In connection with her appointment to the Board, pursuant to the Company’s Non-Employee Director Compensation Program, Ms. Gulfo was granted options to purchase 37,200 shares of the Company’s common stock. The options have an exercise price per share equal to the fair market value of the Company’s common stock on the date of grant. The foregoing awards will vest in substantially equal monthly installments over the thirty-six months following the date of grant. Ms. Gulfo will also receive cash compensation for her service on the Board and committees thereof in accordance with the Company’s Non-Employee Director Compensation Program, as such program may be amended from time to time.
Further, in connection with her appointment to the Board, Ms. Gulfo entered into the Company’s standard form of indemnification agreement, the form of which has been filed with the Company’s most recent annual report on Form 10-K.
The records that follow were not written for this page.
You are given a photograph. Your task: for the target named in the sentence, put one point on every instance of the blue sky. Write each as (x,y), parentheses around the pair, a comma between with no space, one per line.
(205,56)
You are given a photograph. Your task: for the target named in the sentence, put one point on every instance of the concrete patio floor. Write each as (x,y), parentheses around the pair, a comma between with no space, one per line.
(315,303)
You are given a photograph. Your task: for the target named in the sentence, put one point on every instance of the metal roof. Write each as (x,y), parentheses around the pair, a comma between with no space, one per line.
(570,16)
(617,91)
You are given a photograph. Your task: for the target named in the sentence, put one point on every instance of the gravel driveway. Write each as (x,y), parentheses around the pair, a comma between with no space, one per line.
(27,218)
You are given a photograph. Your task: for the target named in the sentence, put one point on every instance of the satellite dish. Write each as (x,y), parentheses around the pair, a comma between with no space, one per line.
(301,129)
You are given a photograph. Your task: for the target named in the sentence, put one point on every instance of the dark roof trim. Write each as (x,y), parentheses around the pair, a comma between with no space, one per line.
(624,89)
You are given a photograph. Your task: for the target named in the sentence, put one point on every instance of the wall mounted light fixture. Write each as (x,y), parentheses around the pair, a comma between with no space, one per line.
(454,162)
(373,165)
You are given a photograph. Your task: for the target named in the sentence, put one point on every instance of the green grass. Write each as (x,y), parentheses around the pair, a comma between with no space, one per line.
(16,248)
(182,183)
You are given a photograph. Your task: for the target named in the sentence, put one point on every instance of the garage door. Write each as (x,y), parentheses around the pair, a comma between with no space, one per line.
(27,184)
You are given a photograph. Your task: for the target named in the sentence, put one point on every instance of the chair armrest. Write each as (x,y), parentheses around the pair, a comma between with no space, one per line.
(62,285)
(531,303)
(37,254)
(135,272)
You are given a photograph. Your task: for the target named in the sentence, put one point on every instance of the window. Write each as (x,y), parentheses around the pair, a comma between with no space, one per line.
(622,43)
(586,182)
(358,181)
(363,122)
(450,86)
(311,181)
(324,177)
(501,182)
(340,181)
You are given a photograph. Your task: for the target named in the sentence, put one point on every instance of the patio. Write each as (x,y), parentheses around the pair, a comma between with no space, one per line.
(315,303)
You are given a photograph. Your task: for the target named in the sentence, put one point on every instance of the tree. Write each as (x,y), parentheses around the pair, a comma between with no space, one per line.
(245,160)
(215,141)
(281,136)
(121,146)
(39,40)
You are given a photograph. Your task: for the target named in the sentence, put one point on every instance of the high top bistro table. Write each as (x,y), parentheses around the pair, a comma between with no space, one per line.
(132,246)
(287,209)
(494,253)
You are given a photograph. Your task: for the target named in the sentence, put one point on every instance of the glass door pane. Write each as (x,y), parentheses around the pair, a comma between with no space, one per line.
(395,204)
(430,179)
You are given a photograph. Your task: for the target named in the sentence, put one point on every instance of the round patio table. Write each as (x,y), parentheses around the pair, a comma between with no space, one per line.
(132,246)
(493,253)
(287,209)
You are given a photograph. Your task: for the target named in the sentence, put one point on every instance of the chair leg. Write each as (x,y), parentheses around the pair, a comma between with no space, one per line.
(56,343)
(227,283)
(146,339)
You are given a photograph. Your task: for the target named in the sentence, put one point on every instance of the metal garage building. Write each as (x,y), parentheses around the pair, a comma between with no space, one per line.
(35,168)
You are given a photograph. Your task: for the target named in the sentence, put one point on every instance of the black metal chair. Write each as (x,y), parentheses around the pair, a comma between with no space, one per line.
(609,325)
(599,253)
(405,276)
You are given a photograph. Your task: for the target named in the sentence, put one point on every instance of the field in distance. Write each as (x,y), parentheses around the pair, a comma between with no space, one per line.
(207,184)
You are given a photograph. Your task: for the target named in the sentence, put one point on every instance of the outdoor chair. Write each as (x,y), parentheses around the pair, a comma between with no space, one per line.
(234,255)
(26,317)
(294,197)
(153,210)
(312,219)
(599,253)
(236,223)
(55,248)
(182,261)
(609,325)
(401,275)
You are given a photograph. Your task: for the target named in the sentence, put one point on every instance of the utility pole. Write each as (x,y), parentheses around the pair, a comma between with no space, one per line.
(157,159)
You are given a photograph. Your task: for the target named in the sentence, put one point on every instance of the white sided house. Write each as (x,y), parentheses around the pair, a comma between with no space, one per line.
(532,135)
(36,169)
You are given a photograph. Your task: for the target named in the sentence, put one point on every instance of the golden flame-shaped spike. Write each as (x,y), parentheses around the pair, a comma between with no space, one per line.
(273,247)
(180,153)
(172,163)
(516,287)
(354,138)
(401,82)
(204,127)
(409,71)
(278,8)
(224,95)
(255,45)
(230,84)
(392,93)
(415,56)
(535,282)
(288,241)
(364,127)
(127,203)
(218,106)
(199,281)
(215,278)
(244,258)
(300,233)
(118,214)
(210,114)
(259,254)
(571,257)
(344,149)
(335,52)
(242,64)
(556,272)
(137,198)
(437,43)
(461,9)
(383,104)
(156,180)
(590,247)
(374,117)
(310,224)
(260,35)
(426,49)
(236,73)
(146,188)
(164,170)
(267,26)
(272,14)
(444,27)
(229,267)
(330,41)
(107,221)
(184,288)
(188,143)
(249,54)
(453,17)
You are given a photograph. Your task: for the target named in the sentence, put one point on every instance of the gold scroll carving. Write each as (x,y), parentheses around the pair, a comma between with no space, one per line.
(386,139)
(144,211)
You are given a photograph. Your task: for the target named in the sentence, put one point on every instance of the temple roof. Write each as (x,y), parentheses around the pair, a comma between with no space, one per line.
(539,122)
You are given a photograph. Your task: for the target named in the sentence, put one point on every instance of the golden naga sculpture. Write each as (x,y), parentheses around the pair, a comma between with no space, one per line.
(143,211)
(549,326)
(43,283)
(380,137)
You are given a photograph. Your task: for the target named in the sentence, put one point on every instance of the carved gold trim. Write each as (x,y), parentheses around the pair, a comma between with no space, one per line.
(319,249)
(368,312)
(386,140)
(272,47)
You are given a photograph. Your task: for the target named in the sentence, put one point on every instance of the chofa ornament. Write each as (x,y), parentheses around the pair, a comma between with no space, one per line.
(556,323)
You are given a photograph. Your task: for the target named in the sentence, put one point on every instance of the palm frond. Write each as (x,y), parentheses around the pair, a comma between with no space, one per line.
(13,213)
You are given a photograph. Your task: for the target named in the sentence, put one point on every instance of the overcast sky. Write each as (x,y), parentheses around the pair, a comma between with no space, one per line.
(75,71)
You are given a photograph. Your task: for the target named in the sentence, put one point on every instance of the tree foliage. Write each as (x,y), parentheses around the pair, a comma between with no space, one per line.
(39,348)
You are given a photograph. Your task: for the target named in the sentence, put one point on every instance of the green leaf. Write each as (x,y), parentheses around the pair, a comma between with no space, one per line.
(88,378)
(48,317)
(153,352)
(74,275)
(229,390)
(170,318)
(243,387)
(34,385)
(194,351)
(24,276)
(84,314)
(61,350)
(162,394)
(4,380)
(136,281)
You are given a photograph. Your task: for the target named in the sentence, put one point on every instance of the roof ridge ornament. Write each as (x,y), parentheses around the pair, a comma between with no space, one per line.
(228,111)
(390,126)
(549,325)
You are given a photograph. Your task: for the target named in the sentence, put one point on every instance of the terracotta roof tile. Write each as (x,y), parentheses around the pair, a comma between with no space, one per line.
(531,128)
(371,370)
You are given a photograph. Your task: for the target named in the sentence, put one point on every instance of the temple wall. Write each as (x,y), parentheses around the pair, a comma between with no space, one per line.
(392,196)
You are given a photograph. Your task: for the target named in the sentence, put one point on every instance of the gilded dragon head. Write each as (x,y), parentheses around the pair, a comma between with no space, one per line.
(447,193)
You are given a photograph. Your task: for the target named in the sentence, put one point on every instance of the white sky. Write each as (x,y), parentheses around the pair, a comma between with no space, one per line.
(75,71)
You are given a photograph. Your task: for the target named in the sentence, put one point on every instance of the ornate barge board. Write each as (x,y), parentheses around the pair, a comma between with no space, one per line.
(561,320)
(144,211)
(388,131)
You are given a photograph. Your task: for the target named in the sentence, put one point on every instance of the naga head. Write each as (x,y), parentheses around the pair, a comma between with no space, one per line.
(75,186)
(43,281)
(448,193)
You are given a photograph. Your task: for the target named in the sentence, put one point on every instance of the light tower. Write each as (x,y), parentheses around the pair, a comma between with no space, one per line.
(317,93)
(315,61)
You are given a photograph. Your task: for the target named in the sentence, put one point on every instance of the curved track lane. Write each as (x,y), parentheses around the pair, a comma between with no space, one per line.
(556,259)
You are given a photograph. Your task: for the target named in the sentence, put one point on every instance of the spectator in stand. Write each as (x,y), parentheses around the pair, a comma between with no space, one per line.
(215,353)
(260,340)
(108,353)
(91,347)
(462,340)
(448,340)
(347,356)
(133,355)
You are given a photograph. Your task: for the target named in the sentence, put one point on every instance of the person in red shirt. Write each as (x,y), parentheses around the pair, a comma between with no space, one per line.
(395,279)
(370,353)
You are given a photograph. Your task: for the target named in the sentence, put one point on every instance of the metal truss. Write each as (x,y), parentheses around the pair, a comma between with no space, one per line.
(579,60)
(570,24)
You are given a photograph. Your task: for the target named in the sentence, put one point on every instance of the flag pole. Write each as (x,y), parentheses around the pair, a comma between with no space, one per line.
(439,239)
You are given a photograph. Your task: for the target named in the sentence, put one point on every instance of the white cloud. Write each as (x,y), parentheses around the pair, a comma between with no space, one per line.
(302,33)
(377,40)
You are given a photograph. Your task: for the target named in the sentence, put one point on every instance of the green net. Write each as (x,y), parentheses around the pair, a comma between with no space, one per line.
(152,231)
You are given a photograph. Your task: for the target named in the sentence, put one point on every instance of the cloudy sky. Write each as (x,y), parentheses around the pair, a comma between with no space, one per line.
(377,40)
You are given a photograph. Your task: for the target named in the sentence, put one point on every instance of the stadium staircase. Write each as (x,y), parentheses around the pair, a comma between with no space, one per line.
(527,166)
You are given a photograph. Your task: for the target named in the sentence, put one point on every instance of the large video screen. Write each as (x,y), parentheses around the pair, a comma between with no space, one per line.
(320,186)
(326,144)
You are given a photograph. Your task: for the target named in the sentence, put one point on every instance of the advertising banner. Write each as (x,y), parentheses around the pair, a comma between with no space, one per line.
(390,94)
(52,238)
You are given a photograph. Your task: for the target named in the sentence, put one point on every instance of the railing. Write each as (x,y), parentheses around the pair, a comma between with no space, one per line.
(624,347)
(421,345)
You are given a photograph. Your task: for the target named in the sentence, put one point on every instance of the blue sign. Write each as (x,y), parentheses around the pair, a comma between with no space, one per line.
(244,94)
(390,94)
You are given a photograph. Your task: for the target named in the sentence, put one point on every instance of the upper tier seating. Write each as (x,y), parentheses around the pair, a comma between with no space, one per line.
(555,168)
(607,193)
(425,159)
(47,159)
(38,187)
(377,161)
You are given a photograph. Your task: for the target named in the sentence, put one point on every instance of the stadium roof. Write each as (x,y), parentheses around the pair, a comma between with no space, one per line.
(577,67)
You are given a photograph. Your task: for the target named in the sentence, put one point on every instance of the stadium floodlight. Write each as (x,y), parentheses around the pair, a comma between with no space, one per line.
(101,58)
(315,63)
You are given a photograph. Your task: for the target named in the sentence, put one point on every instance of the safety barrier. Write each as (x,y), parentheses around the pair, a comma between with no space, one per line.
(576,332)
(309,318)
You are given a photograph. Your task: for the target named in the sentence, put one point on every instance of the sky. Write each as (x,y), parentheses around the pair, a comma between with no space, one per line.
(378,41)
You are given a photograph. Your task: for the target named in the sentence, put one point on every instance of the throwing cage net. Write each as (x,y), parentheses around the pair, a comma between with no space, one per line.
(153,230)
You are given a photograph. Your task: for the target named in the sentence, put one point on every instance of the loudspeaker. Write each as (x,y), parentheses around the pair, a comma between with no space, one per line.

There are no arrangements or understandings between Ms. Gulfo and any other person pursuant to which she was selected to serve on the Board. There are no transactions in which the Company or any of its subsidiaries is a party and in which Ms. Gulfo has a material interest subject to disclosure under Item 404(a) of Regulation S-K. The Board has determined that Ms. Gulfo is an independent director in accordance with the listing requirements of The Nasdaq Stock Market LLC.